Hydrodynamics of near-critical fluids have gained considerable interest since the identification of the thermo-acoustic effect which is responsible for the fast thermal equilibration of a cell heated on one boundary (Zappoli et al., 2015). Transport coefficients exhibit strong deviations near the critical point (Zappoli et al., 2015; Stanley, 1971). Near-critical fluids are characterised by a large density like a liquid and a low viscosity and a high compressibility like a gas. Their thermal diffusivity goes to zero whereas the isothermal compressibility (and on the same way the heat capacity at constant pressure and thermal expansion) diverge.

Over the past several decades, there has been a growing demand for supercritical fluids in industrial applications as varied as alternative eco-friendly refrigerants, cold energy storage of Liquefied Natural Gas (LNG) (Nakano & Shiraishi, 2004), superconducting magnet cooling (Dobashi et al., 1998), chemical extraction/separation processes (Peter et al., 2007), supercritical chromatography, drying and catalysis. In space, in the absence of gravity effects, the behaviour of fluids is markedly different than on earth. The management of fluids in such conditions (flow control, heat exchange, etc.) is often a challenge and “artificial” gravity can be looked for. It happens that fluids submitted to vibrations of “high” frequency, e.g. frequency larger than the inverse hydrodynamics times (typically thermal diffusion and viscous dissipation times) and “low” amplitude (e.g. amplitudes smaller than the sample size) exhibit convective flows that are similar to buoyancy flows under earth gravity. The interest of studying fluids in such conditions is manifold. Firstly, supercritical oxygen, hydrogen, and helium are already used by the space industry. Secondly, their high compressibility and slow dynamics (critical slowing down) emphasize the behavior encountered in regular fluids. Thirdly, fluids in such conditions obey universal, scaled power laws, valid for all fluids.

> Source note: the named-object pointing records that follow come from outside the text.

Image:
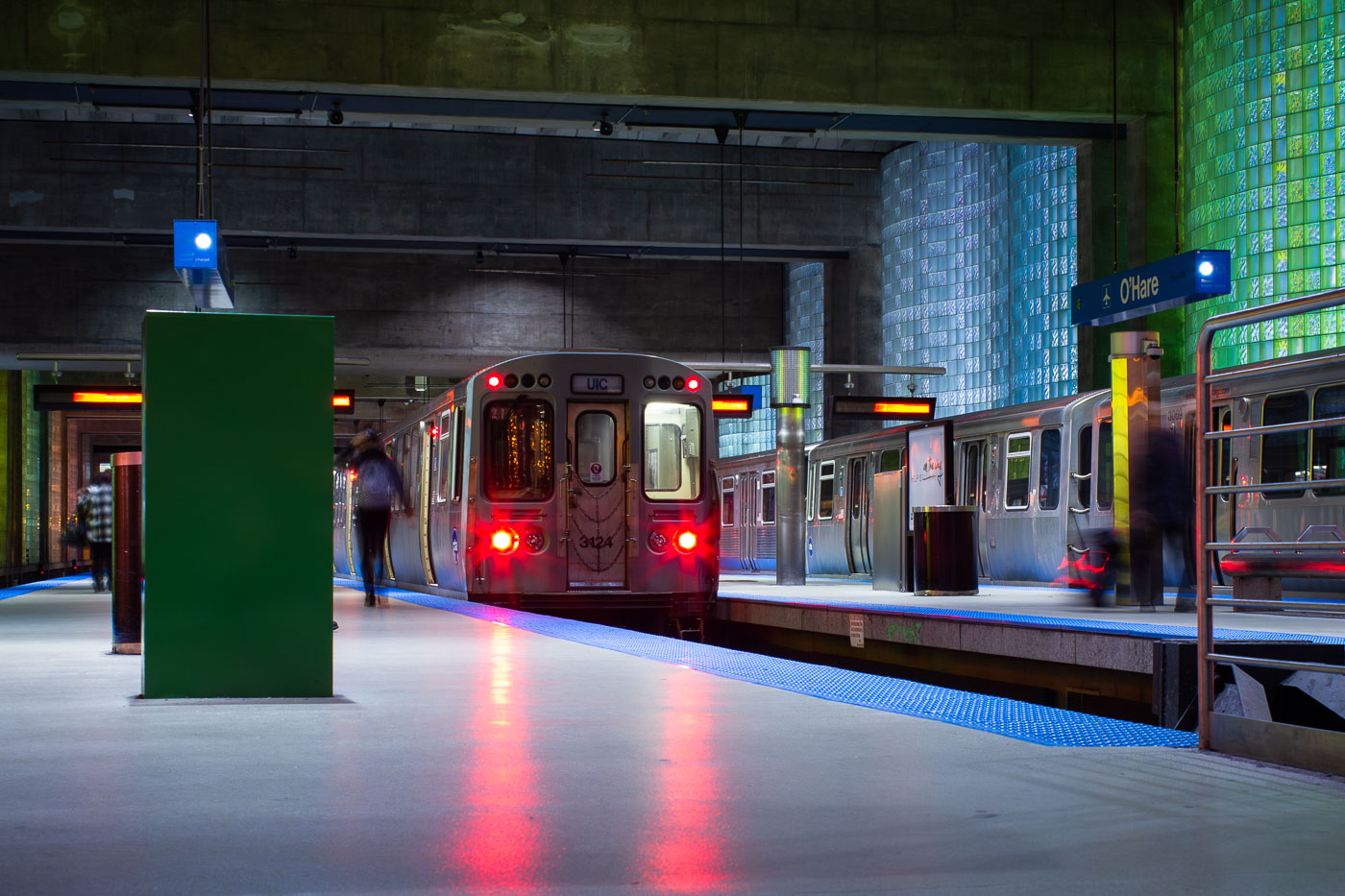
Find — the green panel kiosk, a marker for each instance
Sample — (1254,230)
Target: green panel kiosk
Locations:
(237,496)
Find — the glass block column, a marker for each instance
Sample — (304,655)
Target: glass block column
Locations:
(1261,108)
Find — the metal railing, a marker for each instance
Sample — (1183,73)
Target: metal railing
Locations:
(1208,494)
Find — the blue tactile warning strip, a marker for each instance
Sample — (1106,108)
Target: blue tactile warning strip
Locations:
(37,586)
(995,714)
(1099,626)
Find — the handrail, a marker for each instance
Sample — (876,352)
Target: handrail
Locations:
(1204,503)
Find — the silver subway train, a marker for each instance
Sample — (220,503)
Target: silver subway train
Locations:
(1039,478)
(565,480)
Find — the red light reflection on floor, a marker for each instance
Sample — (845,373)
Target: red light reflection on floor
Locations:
(501,842)
(685,842)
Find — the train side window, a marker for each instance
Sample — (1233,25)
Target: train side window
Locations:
(1048,470)
(826,489)
(595,447)
(1329,444)
(1224,448)
(446,455)
(459,451)
(518,452)
(1106,465)
(1284,453)
(769,498)
(1083,465)
(672,451)
(1017,472)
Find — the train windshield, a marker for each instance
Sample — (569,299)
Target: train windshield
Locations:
(672,451)
(517,449)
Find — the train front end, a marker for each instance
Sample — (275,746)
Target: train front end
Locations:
(591,482)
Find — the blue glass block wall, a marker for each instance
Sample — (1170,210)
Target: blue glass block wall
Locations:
(1044,264)
(944,288)
(756,433)
(1261,168)
(803,309)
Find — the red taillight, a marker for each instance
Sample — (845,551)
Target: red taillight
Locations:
(504,540)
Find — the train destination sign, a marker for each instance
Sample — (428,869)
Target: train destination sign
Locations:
(881,408)
(1192,276)
(733,405)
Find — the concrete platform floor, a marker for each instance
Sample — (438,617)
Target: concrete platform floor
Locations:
(483,759)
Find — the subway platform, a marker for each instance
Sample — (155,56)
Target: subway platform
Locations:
(483,751)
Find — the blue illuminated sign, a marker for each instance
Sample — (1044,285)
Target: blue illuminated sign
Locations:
(195,244)
(1192,276)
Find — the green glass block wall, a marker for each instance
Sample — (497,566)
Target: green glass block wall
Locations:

We present here an overview of Rayleigh-Bénard (Amiroudine et al., 2001; Chiwata & Onuki, 2001; Meyer & Kogan, 2002), Rayleigh-Taylor (Amiroudine et al., 2005; Boutrouft et al., 2006) and thermo-vibrational instabilities in near-critical fluids (parametric, Rayleigh-vibrational) (Amiroudine & Beysens, 2008; Gandikota et al., 2013). The Rayleigh-Bénard and Rayleigh-Taylor instabilities will be briefly presented and more emphasis will be considered on Rayleigh-vibrational instabilities.

The case of a supercritical fluid heated from below (Rayleigh-Bénard (RB) configuration) in a rectangular cavity is first presented. Owing to the homogeneous thermo-acoustic heating (piston effect), the thermal field exhibits a very specific structure in the vertical direction. A very thin hot thermal boundary layer is formed at the bottom, then a homogeneously heated bulk settles in the core at a lower temperature; at the top, a cooler boundary layer forms in order to continuously match the bulk temperature with the colder temperature of the upper wall. We analyze the stability of the two boundary layers (hot and cold) by numerically solving the Navier-Stokes equations with a van der Waals gas and slightly above its critical point. A Finite-Volume method is used together with an acoustic filtering procedure. The onset of the instabilities in the two different layers is discussed with respect to the results of the theoretical stability analyses available in the literature and stability diagrams are derived.

The stability analysis of a two-layer fluid system (Rayleigh-Taylor like (RTL) instabilities) is then developed. The very large compressibility and the very low heat diffusivity of near critical pure fluids induce very large density gradients which lead to a RTL gravitational instability of the heat diffusion layer when the top layer temperature is some milli-Kelvin cooler than the bottom one. This instability in a one-phase fluid seems to be similar to that which occurs in between two miscible liquids where the species diffusion is replaced by the heat diffusion coefficient.